Nuclear Age Peace Foundation (NAPF) Program Direktörü Rick Wayman’ın görüş yazısı.
SANTA BARBARA, CA (IDN) – Donald Trump ve Kim Jong-un arasında bir zirvenin birkaç hafta içinde gerçekleşmesi muhtemel. Bu iyi bir fikir mi? Nerede ve ne zaman gerçekleşecek? Ne hakkında konuşacaklar? Varsa eğer ABD başkanını böyle önemli bir toplantıya kim hazırlamakta? Başarılı olacak mı? gibi sorular gündemde.
Trump döneminde bu soruların cevaplarını tahmin etmek bile imkansız. Ancak, bu eşi benzeri olmayan zirvenin gerçekten de Kore Yarımadası’nda nesillerdir var olan çatışmada kalıcı bir fark yaratacaksa hatırlanması gereken bazı anahtar konular bulunmaktadır.
Güney Kore bağımsız bir ülkedir. Başkanı Moon Jae-in 2017 yılındaki Kuzey Kore ile diyalog ve uzlaşma çerçevesindeki kampanyasından sonra seçildi. Moon, ülkesinin “Kore Yarımadası’ndaki konularda öncelik yapabilmesini” istediğini çok kesin bir şekilde belirtti.
PyeongChang 2018 Kış Olimpiyatları ve 2 Şubat’ta başlayan ve 25 Mart’a kadar devam eden buna bağlı Olimpiyat Mütarekesi Kuzey ve Güney Kore taraflarına diplomatik çabaları ve ordu-ordu iletişimini yeniden hayata geçirme fırsatı verdi. Batı medyasının çoğu Kuzey Kore’nin Olimpiyatlara katılmasını ve buna bağlı diplomatik çabalarını ABD ve Güney Kore arasına “set” koyma girişimi olarak yorumladı.
ABD-merkezli bakış açısı Güney Kore başkanının duruma dair bilgisini ve Güney Kore halkının barışa olan özlemini göz ardı etmektedir.

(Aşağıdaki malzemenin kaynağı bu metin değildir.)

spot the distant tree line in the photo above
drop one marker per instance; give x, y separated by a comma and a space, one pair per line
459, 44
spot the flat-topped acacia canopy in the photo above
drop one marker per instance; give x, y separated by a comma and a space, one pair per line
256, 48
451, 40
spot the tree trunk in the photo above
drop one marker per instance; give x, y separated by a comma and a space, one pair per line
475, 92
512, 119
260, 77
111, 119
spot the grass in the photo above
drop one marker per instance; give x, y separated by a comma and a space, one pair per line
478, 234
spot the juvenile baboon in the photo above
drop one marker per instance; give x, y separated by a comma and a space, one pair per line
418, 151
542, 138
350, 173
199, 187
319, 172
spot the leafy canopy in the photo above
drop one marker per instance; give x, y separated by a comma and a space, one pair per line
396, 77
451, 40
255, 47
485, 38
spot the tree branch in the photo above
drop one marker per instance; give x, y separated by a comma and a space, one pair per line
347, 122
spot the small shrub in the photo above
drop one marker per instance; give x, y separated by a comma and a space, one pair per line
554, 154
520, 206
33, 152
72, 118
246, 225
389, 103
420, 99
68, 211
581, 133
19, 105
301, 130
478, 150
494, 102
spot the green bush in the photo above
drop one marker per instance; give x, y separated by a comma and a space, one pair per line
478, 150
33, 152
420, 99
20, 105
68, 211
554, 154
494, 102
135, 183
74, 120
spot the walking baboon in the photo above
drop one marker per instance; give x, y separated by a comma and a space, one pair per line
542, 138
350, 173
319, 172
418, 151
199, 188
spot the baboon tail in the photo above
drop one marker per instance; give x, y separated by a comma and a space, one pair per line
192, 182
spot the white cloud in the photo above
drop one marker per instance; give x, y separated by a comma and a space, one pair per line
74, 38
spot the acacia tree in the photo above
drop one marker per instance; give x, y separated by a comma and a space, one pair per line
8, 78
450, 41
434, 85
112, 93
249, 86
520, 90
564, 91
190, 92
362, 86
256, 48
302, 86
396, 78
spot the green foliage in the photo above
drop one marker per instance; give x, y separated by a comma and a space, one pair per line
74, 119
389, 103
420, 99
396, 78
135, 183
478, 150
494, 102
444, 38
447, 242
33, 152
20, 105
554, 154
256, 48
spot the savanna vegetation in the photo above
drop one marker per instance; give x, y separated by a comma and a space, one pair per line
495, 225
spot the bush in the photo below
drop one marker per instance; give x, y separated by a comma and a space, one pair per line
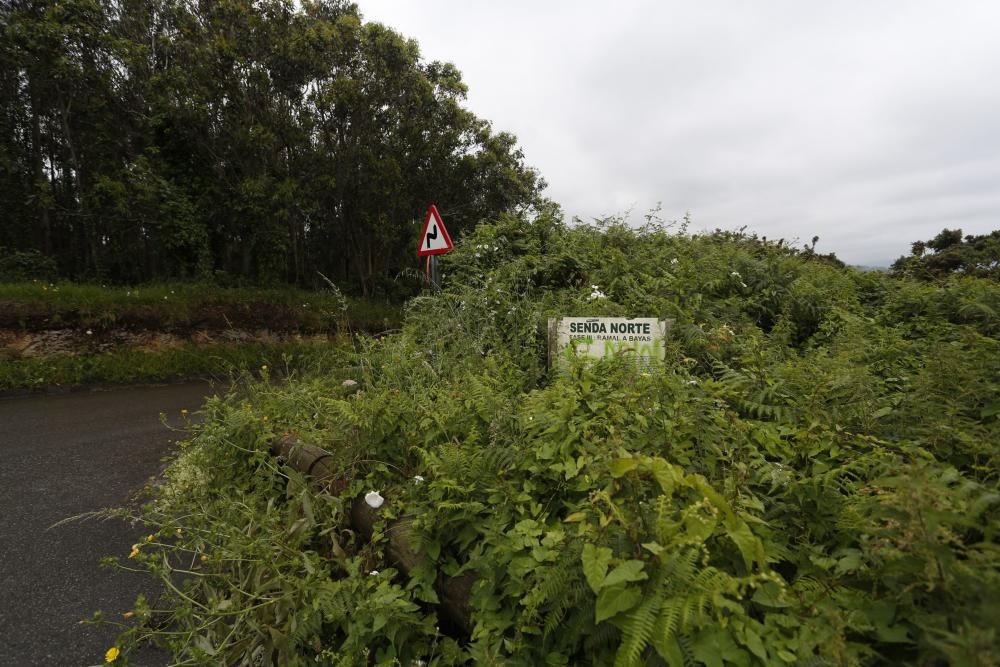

Başkan Moon’un şu anki %74 onay oranı onun Güney Korelilerin çoğunluğunun istediği bir yolu takip ettiğini göstermektedir.
Moon Jae-in ve Kim Jong-un arasında Nisan ayında gerçekleşecek bir zirve çok fazla abartılmış Kim-Trump zirvesini gölgede bırakacaktır. İki Koreli lider, milyonlarca vatandaşın güvenliğini diyalog ve iş birliği içinde temin etmek gibi bir tarihi fırsata sahiptir.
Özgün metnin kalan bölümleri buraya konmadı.